Detalhes da Operação Território Livre
A Operação Território Livre foi deflagrada em três fases ao longo de setembro de 2024. Na primeira etapa, foram cumpridos três mandados de busca e apreensão. Na segunda fase, realizada no dia 19 do mesmo mês, outros sete mandados de busca e apreensão foram expedidos, além da prisão da então vereadora Raíssa Lacerda. Já na terceira fase, ocorrida no dia 28, dois mandados de prisão preventiva foram cumpridos contra Lauremília Lucena e sua secretária, Tereza Cristina Barbosa.
As investigações revelaram a existência de uma rede criminosa complexa, composta por agentes políticos, servidores públicos e integrantes da facção “Nova Okaida”. O grupo atuava no controle territorial de bairros como São José e Alto do Mateus, impondo restrições à livre manifestação política e ao direito de voto mediante intimidação e violência. Em troca, líderes da facção e seus parentes recebiam cargos e benefícios na Administração Pública Municipal, consolidando um ciclo de favorecimentos ilícitos.

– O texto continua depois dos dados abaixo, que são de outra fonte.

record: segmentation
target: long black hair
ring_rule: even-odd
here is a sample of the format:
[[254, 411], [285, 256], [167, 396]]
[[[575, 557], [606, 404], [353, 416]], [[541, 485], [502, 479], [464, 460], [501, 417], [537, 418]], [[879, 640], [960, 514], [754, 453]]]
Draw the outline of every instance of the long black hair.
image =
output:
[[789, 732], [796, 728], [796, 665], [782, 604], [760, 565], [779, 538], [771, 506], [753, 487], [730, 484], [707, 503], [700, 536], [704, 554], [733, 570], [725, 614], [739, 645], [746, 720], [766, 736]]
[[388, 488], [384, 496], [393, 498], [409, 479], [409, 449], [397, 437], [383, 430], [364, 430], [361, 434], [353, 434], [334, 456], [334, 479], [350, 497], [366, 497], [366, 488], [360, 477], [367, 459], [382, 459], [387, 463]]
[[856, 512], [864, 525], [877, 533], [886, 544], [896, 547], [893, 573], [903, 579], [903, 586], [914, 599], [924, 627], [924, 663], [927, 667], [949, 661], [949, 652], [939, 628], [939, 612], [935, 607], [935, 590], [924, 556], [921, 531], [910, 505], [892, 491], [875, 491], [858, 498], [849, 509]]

Entre as provas reunidas estão interceptações telefônicas, mensagens eletrônicas, documentos oficiais e valores apreendidos em espécie. Esses elementos evidenciam a profunda infiltração da criminalidade organizada no processo democrático.
Compromisso com a Integridade Democrática
Com o recebimento da denúncia, o Ministério Público, a Polícia Federal e demais órgãos responsáveis reafirmam seu compromisso em proteger a lisura das eleições, a liberdade do voto e a integridade das instituições democráticas. As autoridades adotarão todas as medidas legais necessárias para responsabilizar os envolvidos e combater a influência do crime organizado na política.